The despair and anxiety we’ve talked about the last two weeks ride in the same posse as sorrow.
Redeeming sorrow
So, what good can come out of sorrow?
First, sorrow is a natural part of life. If you deny sorrow, you set yourself up for trouble. What we don’t process eventually will process us. This is a pay me now or pay me later situation.
“Sorrow can make us more empathetic people — which actually is a good trait despite what some Calvinist preachers say today.”
Second, sorrow can make us more empathetic people — which actually is a good trait despite what some Calvinist preachers say today.
And third, sorrow can change the world.
Candace Lightner founded Mothers Against Drunk Driving after her 13-year-old daughter, Cari, was killed by a drunk driver in 1980. MADD became a powerful national force for changing laws and attitudes toward impaired driving.
The families of the Sandy Hook Elementary School shooting victims started several foundations, including Sandy Hook Promise, which works to prevent gun violence through education and policy change.
Judy and Dennis Shepard, parents of Matthew Shepard, started the Matthew Shepard Foundation to teach parents with children who may be questioning their sexuality to love and accept them for who they are and to not throw them away.
James Brady and his wife, Sarah, started Brady: United Against Gun Violence to advocate for gun control and against gun violence after the former White House press secretary was permanently disabled and later died as a result of the Ronald Reagan assassination attempt of 1981.
Chris Bobelis, professor of women’s, gender and sexuality studies at the University of Massachusetts Boston, wrote an article for Aeon that explores why and how some people who have experienced tremendous sorrow turn to activism.
“The accidental activists long for a deeper cultural recognition of loss,” she says. “Through their work, they make their grief legible in a culture that turns away from their pain. As activists, they can grieve out loud. Their activism is a potent means of survival. When others are pressing them to let go, they use their activism to hold on.
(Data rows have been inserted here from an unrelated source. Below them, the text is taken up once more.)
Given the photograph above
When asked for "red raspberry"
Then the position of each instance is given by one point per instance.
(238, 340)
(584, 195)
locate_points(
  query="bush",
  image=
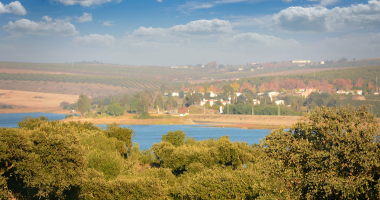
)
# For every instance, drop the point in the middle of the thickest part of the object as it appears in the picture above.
(333, 154)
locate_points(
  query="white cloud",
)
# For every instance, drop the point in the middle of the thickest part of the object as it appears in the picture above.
(321, 19)
(87, 17)
(47, 19)
(199, 27)
(94, 40)
(85, 3)
(326, 2)
(43, 28)
(195, 5)
(252, 39)
(13, 7)
(108, 23)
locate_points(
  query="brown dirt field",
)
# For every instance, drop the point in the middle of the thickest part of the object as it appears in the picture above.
(23, 101)
(24, 71)
(64, 88)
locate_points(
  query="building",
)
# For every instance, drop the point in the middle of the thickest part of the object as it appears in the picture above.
(212, 94)
(301, 61)
(341, 92)
(256, 102)
(211, 101)
(175, 94)
(307, 92)
(279, 102)
(273, 94)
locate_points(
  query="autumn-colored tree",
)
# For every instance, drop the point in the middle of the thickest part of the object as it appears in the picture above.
(84, 104)
(235, 86)
(359, 82)
(331, 154)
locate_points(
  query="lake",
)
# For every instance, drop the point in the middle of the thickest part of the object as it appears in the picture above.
(146, 135)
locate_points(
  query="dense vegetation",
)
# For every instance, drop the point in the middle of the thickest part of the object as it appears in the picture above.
(331, 154)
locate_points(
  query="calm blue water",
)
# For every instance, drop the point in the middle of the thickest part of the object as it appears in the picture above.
(146, 135)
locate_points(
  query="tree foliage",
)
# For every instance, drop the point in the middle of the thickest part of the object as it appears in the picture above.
(84, 104)
(332, 154)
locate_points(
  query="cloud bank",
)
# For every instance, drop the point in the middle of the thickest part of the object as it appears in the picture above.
(85, 3)
(321, 19)
(94, 40)
(13, 7)
(86, 17)
(43, 28)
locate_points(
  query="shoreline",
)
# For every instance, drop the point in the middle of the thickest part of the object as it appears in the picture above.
(223, 121)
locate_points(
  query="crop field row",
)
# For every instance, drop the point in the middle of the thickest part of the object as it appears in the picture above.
(135, 83)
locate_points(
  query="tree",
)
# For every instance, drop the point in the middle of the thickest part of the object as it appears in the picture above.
(163, 88)
(84, 104)
(235, 86)
(158, 102)
(125, 101)
(331, 154)
(115, 109)
(359, 82)
(45, 162)
(181, 94)
(124, 135)
(176, 138)
(101, 109)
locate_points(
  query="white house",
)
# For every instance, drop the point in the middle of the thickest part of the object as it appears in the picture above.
(256, 102)
(301, 61)
(211, 101)
(341, 92)
(213, 94)
(279, 102)
(175, 94)
(273, 94)
(225, 102)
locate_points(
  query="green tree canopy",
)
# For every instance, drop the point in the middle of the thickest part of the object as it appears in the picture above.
(84, 104)
(115, 109)
(331, 154)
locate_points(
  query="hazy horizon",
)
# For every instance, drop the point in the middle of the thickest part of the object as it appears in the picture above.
(169, 32)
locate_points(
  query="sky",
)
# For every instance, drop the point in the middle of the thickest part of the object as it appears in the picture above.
(177, 32)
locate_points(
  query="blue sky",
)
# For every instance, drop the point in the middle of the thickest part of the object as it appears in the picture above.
(176, 32)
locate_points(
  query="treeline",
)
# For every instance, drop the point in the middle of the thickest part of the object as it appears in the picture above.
(3, 106)
(316, 159)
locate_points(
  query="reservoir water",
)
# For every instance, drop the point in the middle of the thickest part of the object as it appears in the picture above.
(146, 135)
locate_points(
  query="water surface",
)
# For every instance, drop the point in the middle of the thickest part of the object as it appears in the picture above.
(146, 135)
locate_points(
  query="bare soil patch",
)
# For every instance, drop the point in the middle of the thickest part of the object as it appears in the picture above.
(24, 101)
(93, 90)
(25, 71)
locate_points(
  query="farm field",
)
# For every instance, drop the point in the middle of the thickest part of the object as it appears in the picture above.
(23, 101)
(64, 88)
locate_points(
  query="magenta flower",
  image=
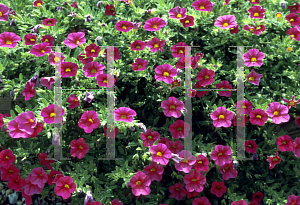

“The accidental activists taught me how they hold on in three interrelated ways. First, through their activism, they craft a purpose that gives shape and meaning to their lives. Second, their activism connects them with a supportive community of other bereaved people — a real lifeline. And third, as activists, they continue their role — as parent, sibling, partner — with their dead loved one.
“Their lessons also point us toward a new way of thinking about grief. Grief is not a problem to be solved, but rather an emotional reality that demands acknowledgement.”
“Grief and sorrow can be incredibly powerful motivators.”
Grief and sorrow can be incredibly powerful motivators — to do good, to make change, to be a different person.
One of my dearest friends in the world is heading to in-patient alcohol rehab this Friday. This has been a long time coming, and I am so happy for him I cry when I think about it. Others have tried to get him to turn his life around before, but their pleas have only angered him more. This week, the right people found the right tone and the right time to make a difference.
Here’s what he told me: “They didn’t make me feel like a bad person. I could tell they love me.” I’m more hopeful than ever now.
Here’s the bottom line: Forced joy is no joy at all. We must sit with people in their sorrow and feel their pain. For it is in dying that we are born to eternal life.
Mark Wingfield serves as executive director and publisher of Baptist News Global.